A car of mass 900 kg moves at 10 m/s. What is the braking force required to stop the car in a time of 5 seconds?
The average veloicity during braking is 5m/s, so in five seconds, it goes 25m.
brakingforce*5m=1/2 900 10^2
solve for braking force.
well if F=ma and a=v-u/t (final velocity-initial velocity/time) so combining these two equations we get F=m(v-u/t) which gives us F=mv-mu/t
if the car is to stop then obviously the final velocity is zero (now this will give us a negative answer but that is OK because it is a retarding force)
so our equation is F = (0-9000)/5
which = -1800
so therefor that is 1800 Newtons of force required to stop the car from moving.
If you have any questions ask away because i know this can get a little confusing.
To calculate the braking force required to stop the car, we can use Newton's second law of motion, which states that the force acting on an object is equal to the mass of the object multiplied by its acceleration.
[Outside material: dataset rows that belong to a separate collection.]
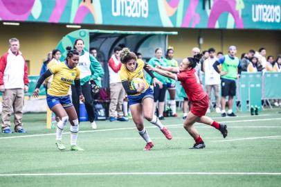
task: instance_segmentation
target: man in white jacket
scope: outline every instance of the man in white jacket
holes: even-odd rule
[[[25,133],[22,127],[24,92],[28,91],[28,68],[17,38],[9,39],[10,48],[0,59],[0,91],[3,93],[2,132],[12,133],[10,116],[15,115],[15,132]]]

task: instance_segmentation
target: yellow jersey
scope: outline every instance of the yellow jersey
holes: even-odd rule
[[[52,66],[49,70],[53,74],[48,94],[53,96],[66,96],[74,80],[80,79],[80,71],[77,67],[69,69],[65,62]]]
[[[148,84],[147,82],[146,81],[143,73],[143,67],[145,66],[145,62],[140,59],[138,59],[136,62],[137,62],[136,68],[134,71],[129,71],[126,68],[125,64],[122,64],[121,69],[119,71],[120,78],[122,82],[129,81],[130,89],[133,89],[133,88],[131,86],[131,81],[135,78],[140,78],[145,82],[145,89],[147,89],[149,87],[149,84]],[[140,94],[140,93],[136,93],[133,96],[138,96]]]

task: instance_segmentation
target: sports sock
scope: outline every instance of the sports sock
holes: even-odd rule
[[[69,121],[69,116],[64,116],[62,118],[62,120],[57,122],[57,132],[56,132],[56,140],[61,141],[62,136],[62,132],[64,131],[64,127],[67,124]]]
[[[200,137],[200,136],[198,136],[197,139],[194,139],[196,144],[199,144],[203,141],[202,139]]]
[[[143,130],[141,131],[138,131],[138,134],[140,135],[140,136],[143,137],[143,139],[145,141],[146,143],[152,142],[152,140],[150,139],[149,136],[148,135],[148,133],[146,131],[145,128],[143,128]]]
[[[128,102],[123,101],[123,112],[124,116],[128,116]]]
[[[171,105],[171,109],[172,109],[172,114],[174,115],[174,114],[176,113],[176,100],[171,100],[170,102]]]
[[[149,122],[153,125],[157,126],[159,128],[159,130],[163,130],[163,128],[164,127],[164,126],[162,125],[162,123],[155,115],[153,115],[152,120],[150,121]]]
[[[212,125],[211,125],[211,126],[212,126],[212,127],[214,127],[215,128],[216,128],[216,129],[219,129],[219,123],[217,123],[217,121],[213,121],[212,123]]]
[[[78,119],[73,121],[74,125],[71,125],[70,132],[71,132],[71,145],[76,145],[77,143],[77,137],[78,136],[79,132],[79,123]]]

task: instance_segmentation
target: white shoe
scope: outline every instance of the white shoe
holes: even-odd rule
[[[219,113],[219,114],[221,114],[221,109],[220,108],[219,108],[219,107],[216,107],[216,112],[217,113]]]
[[[92,126],[93,130],[97,129],[97,124],[96,124],[95,121],[93,121],[92,123],[91,123],[91,125]]]

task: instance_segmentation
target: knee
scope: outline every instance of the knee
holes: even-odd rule
[[[62,123],[66,124],[67,123],[67,121],[69,121],[69,116],[66,116],[62,117]]]
[[[145,118],[148,121],[152,121],[153,119],[152,115],[144,114],[143,116],[144,116]]]

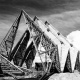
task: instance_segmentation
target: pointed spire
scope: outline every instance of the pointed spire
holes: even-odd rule
[[[13,47],[13,44],[14,44],[14,40],[15,40],[15,37],[17,34],[17,30],[19,27],[21,16],[22,16],[22,11],[0,44],[1,54],[3,54],[7,58],[9,57],[11,50],[12,50],[12,47]]]
[[[70,59],[70,51],[68,51],[65,67],[63,72],[72,72],[71,68],[71,59]]]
In this case, the acceleration is the change in velocity divided by the change in time.
Given:
Mass of the car (m) = 900 kg
Initial velocity (u) = 10 m/s
Final velocity (v) = 0 m/s (since the car is stopping)
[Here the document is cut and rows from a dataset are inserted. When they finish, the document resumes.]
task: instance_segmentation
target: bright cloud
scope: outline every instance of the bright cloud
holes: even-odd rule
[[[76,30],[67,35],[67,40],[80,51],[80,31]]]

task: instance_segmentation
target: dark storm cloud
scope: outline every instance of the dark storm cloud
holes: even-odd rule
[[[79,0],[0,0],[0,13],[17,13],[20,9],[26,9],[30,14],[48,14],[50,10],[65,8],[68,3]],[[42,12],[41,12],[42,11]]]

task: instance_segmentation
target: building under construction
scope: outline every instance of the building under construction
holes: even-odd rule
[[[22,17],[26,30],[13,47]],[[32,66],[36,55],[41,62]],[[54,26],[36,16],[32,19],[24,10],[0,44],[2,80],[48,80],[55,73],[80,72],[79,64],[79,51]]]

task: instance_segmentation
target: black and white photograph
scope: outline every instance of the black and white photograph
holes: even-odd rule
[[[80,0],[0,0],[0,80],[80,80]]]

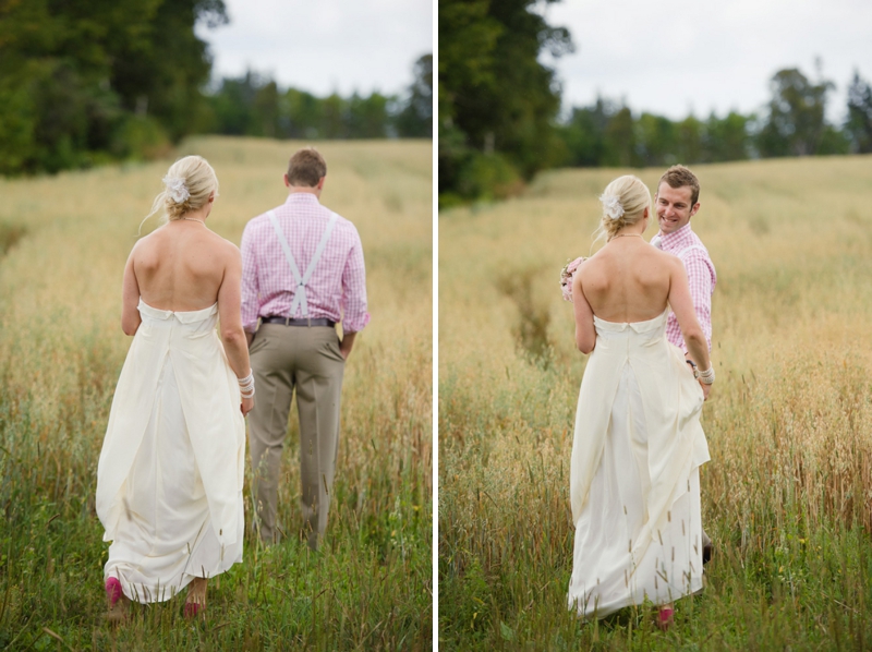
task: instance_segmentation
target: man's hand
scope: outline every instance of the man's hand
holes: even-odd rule
[[[356,336],[356,333],[342,334],[342,341],[339,342],[339,353],[342,355],[343,360],[348,360],[348,357],[351,355],[351,348],[354,346],[354,338]]]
Time taken (t) = 5 seconds
First, we need to calculate the acceleration (a) using the equation:
a = (v - u) / t
Substituting the given values:
a = (0 - 10) m/s / 5 s
a = -10 m/s / 5 s
a = -2 m/s²
Since the car is decelerating (negative acceleration), the braking force will be in the opposite direction to the motion of the car.
Now, to calculate the braking force (F), we can use Newton's second law:
F = m * a
Substituting the values:
F = 900 kg * (-2 m/s²)
F = -1800 N
Therefore, the braking force required to stop the car in 5 seconds is 1800 Newtons in the opposite direction to its motion.